On the morning of Saturday, 15 February 2020, JTH received a submission from Dr. Ning Tang and colleagues from Wuhan, China, describing a series of patients with coronavirus 19‐associated pneumonia in whom poor prognostic outcomes were accompanied by abnormal coagulation parameters. This study of 183 patients had been completed in just 5 weeks since the first cases of COVID‐19 disease were reported in Wuhan. Subsequent to this initial report, a second manuscript was received from Dr. Tang and colleagues describing a reduction in mortality for patients with severe COVID‐19 disease with the use of anticoagulation. These manuscripts have attained the highest Altmetric scores ever for JTH publications, and the rest, as they say, is history.
As this editorial is being written in late July, the world has just experienced its largest single‐day documentation of new COVID‐19 cases, 284 196, and the total global number of cases stands at 15 636 812. Three countries have now recorded more than a million cases of COVID‐19, the United States (>4 million), Brazil (>2 million), and India (>1 million), and global deaths from the disease amount to 636 404. The pandemic continues 7 months after its first appearance, and it is unclear whether we are now entering a second wave of infection or whether the initial infection has yet to be resolved.
The pandemic has, over the past 7 months, brought about dramatic changes to our world in many ways, and many of these changes will persist. Aside from the catastrophic health outcomes, many aspects of our everyday lives have been affected, and the economic prospects for the foreseeable future are desperate. With reference to our restricted world of hemostasis and thrombosis, and to the wider community of biomedical science, it is also obvious that things will never be the same.
Engagement of the global hemostasis and thrombosis community in advancing knowledge relating to COVID‐19 has been spectacular. Mortality from this disease has two major pathological elements—deteriorating lung function and thrombosis. Very quickly from early work by clinicians like Ning Tang, it was clear that an associated coagulopathic state developed in severe cases of COVID‐19 and that intervention with anticoagulation reduced mortality.
Since these earliest reports, our pathogenic knowledge of the coagulopathy has advanced rapidly and shows a complex engagement of many aspects of the hemostatic system with abnormal activation of platelets, alterations of the fibrinolytic system, and an intense activation of the endothelium that possesses the ACE‐2 receptor for the SARS‐CoV‐2 virus. The persistent endotheliitis that has been documented in some cases may well play a critical role in the thrombotic tendency seen in these patients who develop both in situ pulmonary and widespread micro‐ and macrovascular thrombotic events that can occur during both the acute illness and in the subsequent weeks of convalescence.

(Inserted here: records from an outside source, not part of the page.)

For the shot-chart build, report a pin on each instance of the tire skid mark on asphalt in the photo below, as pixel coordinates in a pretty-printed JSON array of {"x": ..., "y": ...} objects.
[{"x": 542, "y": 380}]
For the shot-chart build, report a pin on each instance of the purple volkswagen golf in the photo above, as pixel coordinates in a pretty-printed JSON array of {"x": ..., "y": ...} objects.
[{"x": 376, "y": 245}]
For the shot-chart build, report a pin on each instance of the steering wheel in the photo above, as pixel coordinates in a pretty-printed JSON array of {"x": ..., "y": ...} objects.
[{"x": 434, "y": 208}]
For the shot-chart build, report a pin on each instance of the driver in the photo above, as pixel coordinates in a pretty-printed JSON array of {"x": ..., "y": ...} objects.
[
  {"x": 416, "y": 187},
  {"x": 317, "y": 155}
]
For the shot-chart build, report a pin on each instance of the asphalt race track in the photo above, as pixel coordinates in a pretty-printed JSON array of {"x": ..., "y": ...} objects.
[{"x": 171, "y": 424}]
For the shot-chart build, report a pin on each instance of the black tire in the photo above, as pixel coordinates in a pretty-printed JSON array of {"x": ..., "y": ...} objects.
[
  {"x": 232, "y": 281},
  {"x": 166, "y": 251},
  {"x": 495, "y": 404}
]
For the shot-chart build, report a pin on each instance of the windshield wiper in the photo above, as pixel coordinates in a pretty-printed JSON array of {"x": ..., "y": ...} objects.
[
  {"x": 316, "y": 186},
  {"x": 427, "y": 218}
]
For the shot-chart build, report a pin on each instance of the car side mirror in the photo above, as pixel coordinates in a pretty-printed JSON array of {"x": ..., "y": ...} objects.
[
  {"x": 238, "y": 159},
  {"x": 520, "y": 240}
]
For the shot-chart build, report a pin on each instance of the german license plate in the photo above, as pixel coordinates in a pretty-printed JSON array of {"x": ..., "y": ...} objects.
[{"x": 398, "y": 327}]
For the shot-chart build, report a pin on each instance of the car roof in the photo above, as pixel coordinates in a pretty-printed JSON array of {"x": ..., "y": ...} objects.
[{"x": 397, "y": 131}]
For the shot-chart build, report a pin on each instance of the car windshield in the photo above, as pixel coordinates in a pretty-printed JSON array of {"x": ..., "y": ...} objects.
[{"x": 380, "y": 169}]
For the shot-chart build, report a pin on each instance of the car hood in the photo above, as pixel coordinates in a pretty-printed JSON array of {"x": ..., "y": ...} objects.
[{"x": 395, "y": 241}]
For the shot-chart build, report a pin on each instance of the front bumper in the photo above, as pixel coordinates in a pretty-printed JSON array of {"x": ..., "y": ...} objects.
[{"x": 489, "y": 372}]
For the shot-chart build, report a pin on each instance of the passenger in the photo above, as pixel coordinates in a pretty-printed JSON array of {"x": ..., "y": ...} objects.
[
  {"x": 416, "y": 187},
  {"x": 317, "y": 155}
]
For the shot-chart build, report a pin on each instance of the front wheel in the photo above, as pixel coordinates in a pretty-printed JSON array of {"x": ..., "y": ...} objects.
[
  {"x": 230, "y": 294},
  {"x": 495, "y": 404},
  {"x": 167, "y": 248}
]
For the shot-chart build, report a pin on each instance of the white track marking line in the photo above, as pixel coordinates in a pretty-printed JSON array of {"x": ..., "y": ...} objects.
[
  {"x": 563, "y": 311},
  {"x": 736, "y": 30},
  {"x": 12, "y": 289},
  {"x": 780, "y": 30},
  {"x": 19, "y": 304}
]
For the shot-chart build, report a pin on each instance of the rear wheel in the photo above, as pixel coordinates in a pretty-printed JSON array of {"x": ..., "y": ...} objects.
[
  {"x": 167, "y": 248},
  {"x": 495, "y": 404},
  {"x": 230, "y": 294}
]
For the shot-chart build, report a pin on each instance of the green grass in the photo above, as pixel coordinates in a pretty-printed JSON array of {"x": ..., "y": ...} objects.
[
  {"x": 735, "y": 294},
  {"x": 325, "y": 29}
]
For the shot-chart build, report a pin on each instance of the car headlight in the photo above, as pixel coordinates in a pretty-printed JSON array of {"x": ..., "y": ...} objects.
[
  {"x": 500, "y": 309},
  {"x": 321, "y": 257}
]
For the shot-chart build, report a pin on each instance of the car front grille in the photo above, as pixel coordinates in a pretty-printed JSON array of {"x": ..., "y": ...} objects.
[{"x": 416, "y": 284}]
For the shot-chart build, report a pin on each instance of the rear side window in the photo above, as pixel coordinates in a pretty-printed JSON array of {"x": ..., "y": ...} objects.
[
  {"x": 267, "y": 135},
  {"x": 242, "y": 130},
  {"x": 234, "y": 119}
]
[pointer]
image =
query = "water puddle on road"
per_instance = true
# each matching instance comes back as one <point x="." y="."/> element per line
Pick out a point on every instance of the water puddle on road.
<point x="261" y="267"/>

In the meantime, many therapeutic interventions have been studied to mitigate the profound proinflammatory environment that is present, and to reduce the likelihood of thrombosis. Observational studies of anticoagulant interventions have been promising, and we now await the results of the many prospective randomized trials that are in progress to determine the optimal strategy to reduce the thrombotic burden in this population.

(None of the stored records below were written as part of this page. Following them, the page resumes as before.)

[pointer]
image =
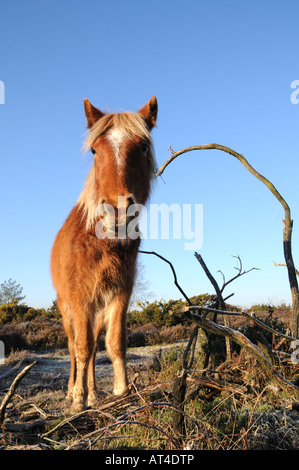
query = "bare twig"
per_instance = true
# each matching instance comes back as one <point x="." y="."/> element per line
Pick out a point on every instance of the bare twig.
<point x="287" y="222"/>
<point x="11" y="371"/>
<point x="283" y="264"/>
<point x="244" y="314"/>
<point x="12" y="389"/>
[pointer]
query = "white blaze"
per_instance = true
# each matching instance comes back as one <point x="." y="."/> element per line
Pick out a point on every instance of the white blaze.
<point x="116" y="137"/>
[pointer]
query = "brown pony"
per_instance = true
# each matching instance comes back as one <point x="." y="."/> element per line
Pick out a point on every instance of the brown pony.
<point x="94" y="275"/>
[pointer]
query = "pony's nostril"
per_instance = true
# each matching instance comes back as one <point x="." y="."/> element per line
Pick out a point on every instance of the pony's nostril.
<point x="102" y="201"/>
<point x="131" y="200"/>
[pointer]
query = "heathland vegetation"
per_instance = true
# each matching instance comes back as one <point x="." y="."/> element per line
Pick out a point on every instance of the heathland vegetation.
<point x="228" y="403"/>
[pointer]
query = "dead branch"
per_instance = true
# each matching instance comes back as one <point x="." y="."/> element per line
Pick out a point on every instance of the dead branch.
<point x="12" y="389"/>
<point x="282" y="264"/>
<point x="12" y="370"/>
<point x="244" y="342"/>
<point x="219" y="297"/>
<point x="287" y="222"/>
<point x="244" y="314"/>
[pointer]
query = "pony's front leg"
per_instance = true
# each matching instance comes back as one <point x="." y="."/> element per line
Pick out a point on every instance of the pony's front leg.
<point x="84" y="348"/>
<point x="116" y="343"/>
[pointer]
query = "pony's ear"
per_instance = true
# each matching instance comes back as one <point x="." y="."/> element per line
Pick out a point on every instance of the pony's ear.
<point x="150" y="111"/>
<point x="92" y="114"/>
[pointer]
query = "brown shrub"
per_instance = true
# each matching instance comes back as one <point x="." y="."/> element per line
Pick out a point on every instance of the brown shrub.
<point x="40" y="333"/>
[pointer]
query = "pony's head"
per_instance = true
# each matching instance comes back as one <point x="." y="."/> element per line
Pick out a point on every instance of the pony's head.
<point x="124" y="160"/>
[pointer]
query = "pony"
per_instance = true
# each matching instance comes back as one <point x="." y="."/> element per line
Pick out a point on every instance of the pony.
<point x="93" y="272"/>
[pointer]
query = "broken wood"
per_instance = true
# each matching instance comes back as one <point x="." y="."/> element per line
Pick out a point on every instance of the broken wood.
<point x="12" y="389"/>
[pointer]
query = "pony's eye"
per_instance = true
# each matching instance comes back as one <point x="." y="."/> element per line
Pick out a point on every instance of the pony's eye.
<point x="144" y="148"/>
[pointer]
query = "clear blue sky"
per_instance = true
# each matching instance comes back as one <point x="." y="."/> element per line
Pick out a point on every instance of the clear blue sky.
<point x="222" y="73"/>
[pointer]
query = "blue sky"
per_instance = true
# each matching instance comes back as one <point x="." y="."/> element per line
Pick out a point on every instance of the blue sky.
<point x="221" y="71"/>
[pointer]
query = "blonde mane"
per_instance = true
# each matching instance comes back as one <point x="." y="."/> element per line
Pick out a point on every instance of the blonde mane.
<point x="132" y="125"/>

Over the past 6 months, JTH has received >500 submissions relating to COVID‐19, and our total submission count at the end of June is close to our 1‐year total in 2019. The rate of collection of COVID‐related data and generation of reports has been unsurpassed. This change in the rate and type of knowledge dissemination has affected not only the conventional reporting media such as JTH but also the social media and, increasingly, preprint servers such as bioRxiv.org and medRxiv.org, as authors move to transmit their new information quicker and to wider audiences. These changes have occurred against the preexisting growing interest in open access publishing, a principle that continues to gain momentum throughout the world of scientific publication. There seems little doubt that the events of the past 6 months will serve to accelerate the changes in publication policies that we were already beginning to witness prior to COVID.
So, what of the future, post‐COVID? Extraordinary amounts of money have been spent by governments during the pandemic to support biomedical investigation and innovation and to provide bridge support for failing businesses. Enormous deficits will be inevitable in the coming years, and there must be a significant concern that funds to maintain biomedical science discovery and innovation, and optimal clinical care infrastructures will be jeopardized by the spending frenzy of 2020.
In the meantime, the global hemostasis community has contributed brilliantly to the challenge presented by COVID. The wide spectrum of responses, from advancement of the basic biological understanding of the coagulopathy to therapeutic interventions to reduce thrombosis incidence, represents the full potential of the community’s collective knowledge and impact.
As we look ahead to the final months of this extraordinary year, take care, keep safe, and be kind to one another.